A broad estimate indicates that the cost of invading the islands of the Japanese archipelago, defended by these Japanese soldiers, would bring casualties close to 10 million between both sides. In this sense, Truman’s policy understood that the use of atomic bombs would avoid further bloodshed by terrorizing the ultranationalists of the Japanese Empire.
The origin of this nationalism goes back to millennial wealth, based on narrations of heroes and myths, builders of a tradition present in Japanese thought and philosophy, where self-sacrifice for a greater good, a lord or a State, has a place. The latter is explained by studying the Shinto belief system, originated from the conception of the imperial family –the oldest reigning house in the world– as a direct descendant of Amaterasu (the divinity of the sun).
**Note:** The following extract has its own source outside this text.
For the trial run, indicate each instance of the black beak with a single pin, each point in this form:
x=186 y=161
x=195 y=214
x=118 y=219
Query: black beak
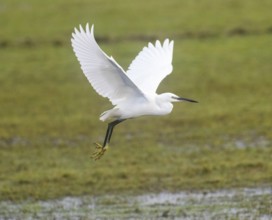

This gave their patriarch a status of ‘living divinity’ that was even ratified by the Japanese constitution of 1889. For the Japanese military, the cultural traditions and historical dignity of the famous samurai determined their behavior in the face of adversity in battle during the Second World War.
This attitude is illustrated by the first major military defeat of the Japanese Empire in World War II (Battle of Midway, 1942), in which Vice Admiral Tamon Yamaguchi, aboard the aircraft carrier Hiryu, damaged by American attacks, orders his men to abandon of the ship with which he would sink. The weight of moral and cultural ties built around the bushido prevented a warrior from continuing to live after the shame of not achieving victory for his lord.
This heroic attitude was replicated by the famous and mythical kamikaze pilots, or ‘divine wind’, whose sole purpose was to die for the ‘heavenly sovereign’. ‘Ritual suicide’ characterized Japanese militarism, strengthened since the end of the 19th century, within the framework of Western imperialism in the East, which left Japan as the most powerful modern state on the Asian continent.
So deeply ingrained was this warmongering ethos at all levels of Japanese society that on August 14, 1945, days after the atomic bombings of Hiroshima and Nagasaki, a group of military extremists under the command of Major Kenji Hatanaka tried to break into the imperial palace, in a last-ditch attempt to place him under house arrest and prevent the monarch from recording his famous surrender speech.